À la suite de cette audition, il a adressé une longue correspondance au Président de la République, qu'il a également publiée sur son compte LinkedIn.
Un possible remaniement au sommet de l’État camerounais est marqué par la menace qui pèse sur Ferdinand Ngoh Ngoh et l’hypothèse de son remplacement par Antoine Zanga, un proche de la Première Dame. Cette éventuelle nomination est fondée sur les réseaux et le favoritisme plutôt que sur les compétences. Ngoh Ngoh et certains de ses proches sont exposés à des poursuites judiciaires.
Emmanuel Franck Biya s'impose comme le candidat favori au poste de vice-président du Cameroun, une fonction stratégique recréée par voie parlementaire pour sanctuariser la continuité du pouvoir en cas de vacance institutionnelle. Alors que l'absence prolongée de Paul Biya en Suisse alimente un climat de fin de règne à Yaoundé, le fils aîné du chef de l'État s'appuie sur une structure d'influence feutrée, savant mélange de technocrates, de chefs traditionnels et d'hommes d'affaires.
Une analyse approfondie de son réseau politico-business met en lumière les piliers majeurs de son ascension.
- La passerelle institutionnelle : Les relais au Palais d'Etoudi
Pour faire transiter ses recommandations et consolider son influence sans occuper de rôle officiel, Franck Biya dispose d'ancrages clés au cœur de la présidence :
Samuel Mvondo Ayolo : Le directeur du cabinet civil de la présidence est son principal point d'entrée et son interlocuteur privilégié au palais.
Paul Elung Che : Secrétaire général adjoint de la présidence, cet éminent technocrate anglophone formé à Harvard partage avec lui une vision managériale de la gestion publique.
- Le verrouillage géopolitique : L'axe du Septentrion
Pour légitimer une stature nationale, l'appui du Grand Nord (puissant vivier électoral) est indispensable. Franck Biya y a tissé des alliances de premier ordre :
Les autorités traditionnelles : Il bénéficie du soutien de lamidos influents, notamment Aboubakary Abdoulaye (lamido de Rey-Bouba) et Abdoulaye Yérima Bakary (lamido de Maroua).
Les technocrates nordistes : Alamine Ousmane Mey (ministre de l'Économie et ex-directeur d'Afriland First Bank) ainsi que Manaouda Malachie (ministre de la Santé publique) font partie intégrante de ses connexions politiques directes.
Aminatou Ahidjo : La fille du premier président camerounais lui apporte une caution mémorielle et politique précieuse dans cette région.

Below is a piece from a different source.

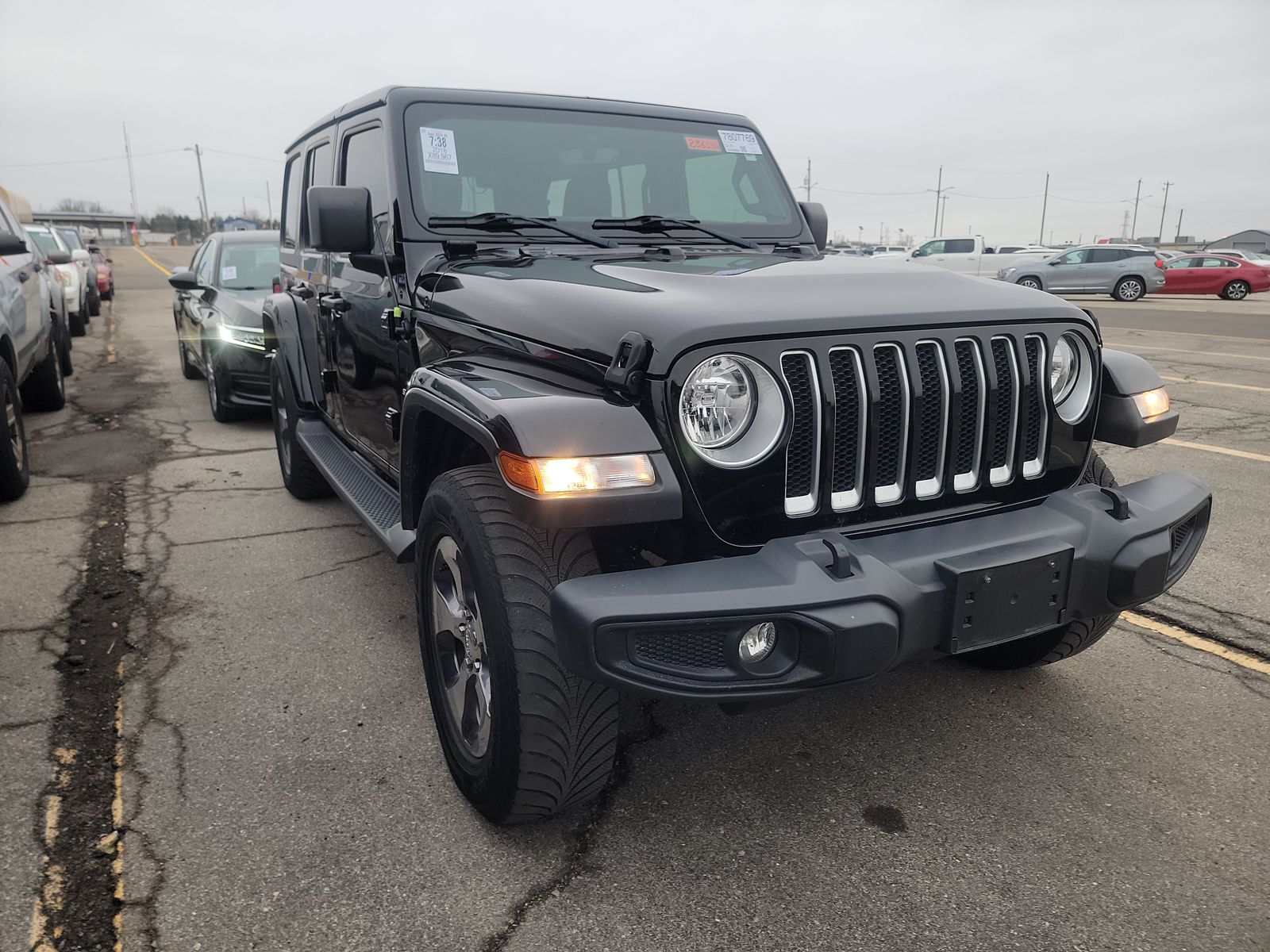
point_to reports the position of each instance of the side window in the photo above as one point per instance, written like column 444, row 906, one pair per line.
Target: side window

- Le cercle business, financier et intime
Formé aux États-Unis en sciences politiques et en économie, Franck Biya s’entoure de profils financiers pointus plutôt que de politiciens de courtisans traditionnels :
Serge Akounou : Ami d'enfance et diplômé de UCLA, ce financier (passé par Citibank et membre du Shareholders Council de McKinsey) gère une partie de ses intérêts depuis Johannesburg.
L’intermédiation économique : Positionné à l'intersection des investissements étrangers, il intervient comme facilitateur discret dans les secteurs de l'énergie, de l'aviation, des mines et des télécommunications.

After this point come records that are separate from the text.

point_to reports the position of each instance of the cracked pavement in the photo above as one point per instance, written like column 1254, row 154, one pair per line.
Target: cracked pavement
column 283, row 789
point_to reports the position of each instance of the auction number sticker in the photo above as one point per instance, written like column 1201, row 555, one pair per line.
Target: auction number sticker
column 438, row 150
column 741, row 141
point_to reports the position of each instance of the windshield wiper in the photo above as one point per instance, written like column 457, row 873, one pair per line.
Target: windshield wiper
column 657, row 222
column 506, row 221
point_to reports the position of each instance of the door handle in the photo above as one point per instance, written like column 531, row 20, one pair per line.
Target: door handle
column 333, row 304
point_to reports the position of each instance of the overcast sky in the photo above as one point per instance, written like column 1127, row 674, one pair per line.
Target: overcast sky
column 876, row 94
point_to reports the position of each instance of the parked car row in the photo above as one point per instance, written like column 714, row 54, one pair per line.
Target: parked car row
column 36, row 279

- La diplomatie "soft power" et sportive
Le réseau de Franck Biya utilise également des figures populaires majeures pour asseoir son image de modernité et mener des opérations de relations publiques :
Yannick Noah : L'ancien champion de tennis dispose d'un accès direct à Franck Biya, l'aidant notamment à fluidifier des projets immobiliers d’envergure à Yaoundé (comme « La Cité des cinquantenaires
Francis Ngannou : Le champion de sports de combat a été rapproché du premier cercle de Franck Biya via des intermédiaires comme Ghislain Nguewo, participant à la stratégie de séduction de la jeunesse.
Cette architecture réticulaire fait de Franck Biya la figure centrale du scénario de transition "légaliste". La vice-présidence lui offrirait le statut de dauphin constitutionnel automatique, lui permettant de contourner les factions rivales du parti au pouvoir (RDPC) et de s'imposer face aux réseaux concurrents, tout en garantissant aux partenaires économiques internationaux la continuité des affaires.